We are glad to hear the Neill, for one, is concerned with Carbondale’s mounting debt. Currently at about $60 million, the city plans to borrow millions more for projects, and that doesn’t include what new council members hope to accomplish. But while he might be a voice of reason on the budget, other times, he has no voice. He wants to increase retention at SIUC, but has no specific plan, saying he would listen to the Chamber of Commerce. He makes arguments against the HRC, saying it will cost businesses a lot money to hire attorneys for penalties and cost them business when their name is made public. Because the HRC has no definitive form yet, it seems that these situations could be prevented without just dismissing the commission altogether.

The reason for expanding the council this year was to draw new blood into the arena. We think it is time to do so, and give others a chance.

M. Stalls may have good ideas, but she won’t tell us what they are. The SIU graduate and employee for the Center for Basic Skills does have contact with students, but she does not receive our endorsement because she has not been forthcoming. Stalls is running on four tenants:vision, courage, concern and compassion. While those are certainly important parts of being a city councilwoman, we believe that all the candidates running demonstrate these points. Running for council means telling people who you are, and it is hard to understand her when she won’t discuss her plans.

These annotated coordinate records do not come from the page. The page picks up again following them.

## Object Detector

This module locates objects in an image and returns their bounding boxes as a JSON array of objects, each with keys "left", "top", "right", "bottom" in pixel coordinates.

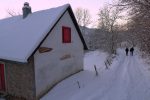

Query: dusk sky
[{"left": 0, "top": 0, "right": 112, "bottom": 23}]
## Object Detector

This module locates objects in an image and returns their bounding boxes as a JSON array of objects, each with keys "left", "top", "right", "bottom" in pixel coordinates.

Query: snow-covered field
[{"left": 41, "top": 49, "right": 150, "bottom": 100}]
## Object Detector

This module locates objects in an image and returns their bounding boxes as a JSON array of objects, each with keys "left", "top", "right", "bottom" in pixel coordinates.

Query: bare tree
[{"left": 98, "top": 6, "right": 121, "bottom": 53}]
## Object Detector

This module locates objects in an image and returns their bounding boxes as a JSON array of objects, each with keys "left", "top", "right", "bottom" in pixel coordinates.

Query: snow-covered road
[{"left": 42, "top": 50, "right": 150, "bottom": 100}]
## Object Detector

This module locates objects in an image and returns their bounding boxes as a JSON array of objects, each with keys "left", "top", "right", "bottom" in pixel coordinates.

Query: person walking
[
  {"left": 125, "top": 48, "right": 129, "bottom": 56},
  {"left": 130, "top": 47, "right": 134, "bottom": 56}
]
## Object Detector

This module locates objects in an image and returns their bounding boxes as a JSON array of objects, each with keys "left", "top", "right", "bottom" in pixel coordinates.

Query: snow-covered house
[{"left": 0, "top": 3, "right": 87, "bottom": 100}]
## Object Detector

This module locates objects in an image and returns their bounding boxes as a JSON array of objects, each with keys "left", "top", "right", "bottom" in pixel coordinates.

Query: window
[{"left": 62, "top": 26, "right": 71, "bottom": 43}]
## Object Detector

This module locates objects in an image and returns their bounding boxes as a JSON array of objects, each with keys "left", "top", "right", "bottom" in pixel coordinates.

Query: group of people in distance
[{"left": 125, "top": 47, "right": 134, "bottom": 56}]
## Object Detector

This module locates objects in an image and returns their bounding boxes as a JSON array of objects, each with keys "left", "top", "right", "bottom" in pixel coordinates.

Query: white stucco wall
[{"left": 34, "top": 12, "right": 84, "bottom": 96}]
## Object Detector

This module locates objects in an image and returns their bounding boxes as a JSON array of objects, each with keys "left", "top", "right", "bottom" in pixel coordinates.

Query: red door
[{"left": 0, "top": 64, "right": 5, "bottom": 91}]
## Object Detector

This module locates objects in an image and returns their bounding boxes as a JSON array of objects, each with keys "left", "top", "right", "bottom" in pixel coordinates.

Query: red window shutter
[
  {"left": 0, "top": 64, "right": 5, "bottom": 91},
  {"left": 62, "top": 26, "right": 71, "bottom": 43}
]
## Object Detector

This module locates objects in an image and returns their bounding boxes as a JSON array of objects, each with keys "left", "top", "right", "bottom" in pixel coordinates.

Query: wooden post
[
  {"left": 105, "top": 62, "right": 108, "bottom": 69},
  {"left": 94, "top": 65, "right": 98, "bottom": 76}
]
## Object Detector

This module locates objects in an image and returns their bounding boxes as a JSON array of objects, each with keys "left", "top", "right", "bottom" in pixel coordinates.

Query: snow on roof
[{"left": 0, "top": 4, "right": 70, "bottom": 62}]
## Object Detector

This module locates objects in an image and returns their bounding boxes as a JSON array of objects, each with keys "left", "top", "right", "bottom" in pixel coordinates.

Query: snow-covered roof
[{"left": 0, "top": 4, "right": 70, "bottom": 62}]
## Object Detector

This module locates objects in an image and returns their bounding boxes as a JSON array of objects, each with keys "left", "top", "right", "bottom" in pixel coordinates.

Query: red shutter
[
  {"left": 62, "top": 26, "right": 71, "bottom": 43},
  {"left": 0, "top": 64, "right": 5, "bottom": 91}
]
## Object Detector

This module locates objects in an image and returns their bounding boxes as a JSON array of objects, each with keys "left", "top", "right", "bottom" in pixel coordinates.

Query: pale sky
[{"left": 0, "top": 0, "right": 113, "bottom": 24}]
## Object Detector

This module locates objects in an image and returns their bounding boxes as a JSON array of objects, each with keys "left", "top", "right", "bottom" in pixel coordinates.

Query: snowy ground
[{"left": 41, "top": 49, "right": 150, "bottom": 100}]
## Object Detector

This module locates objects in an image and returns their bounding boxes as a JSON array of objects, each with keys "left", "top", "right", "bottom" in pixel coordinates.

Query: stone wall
[{"left": 4, "top": 57, "right": 36, "bottom": 100}]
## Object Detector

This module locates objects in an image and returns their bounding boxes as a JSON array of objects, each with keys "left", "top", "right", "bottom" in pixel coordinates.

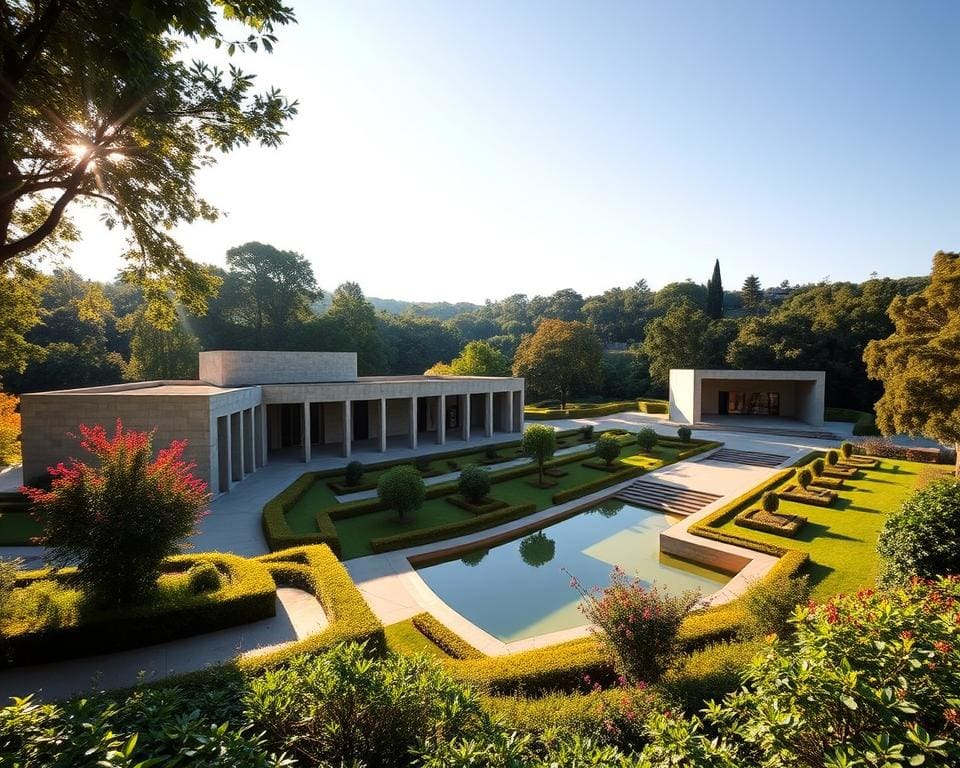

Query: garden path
[{"left": 0, "top": 587, "right": 328, "bottom": 703}]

She said she does not want her plans for attracting business to Carbondale out there in case she does not win. But how do we know what we’re voting for otherwise? She does believe in the Human Relations Commission, and said it must have authority or it will be just another advisory board. We agree. She also said it must have subpoena and investigative power, to overview the police’s board. We agree. Zoning must be a case-by-case situation, she said. We agree.

But while we agreed with what she did say, it’s what she didn’t that worries us. In addition, Stalls’ phone number is not listed. She does not own an answering machine. She works full time. It is difficult to get in touch with her, something imperative for a constituent needing help. While she said she plans to work something out telecommunications-wise if elected, it seems aggravating now.

Her other ideas included a student housing survey to bridge the gap between students and the community, community celebrations and lunches with the City Council. Her receptiveness, thoughtfulness and willingness to work hard are assets to any future councilwoman, overall, we’re just uncertain of what we’d be getting if we voted for Stalls.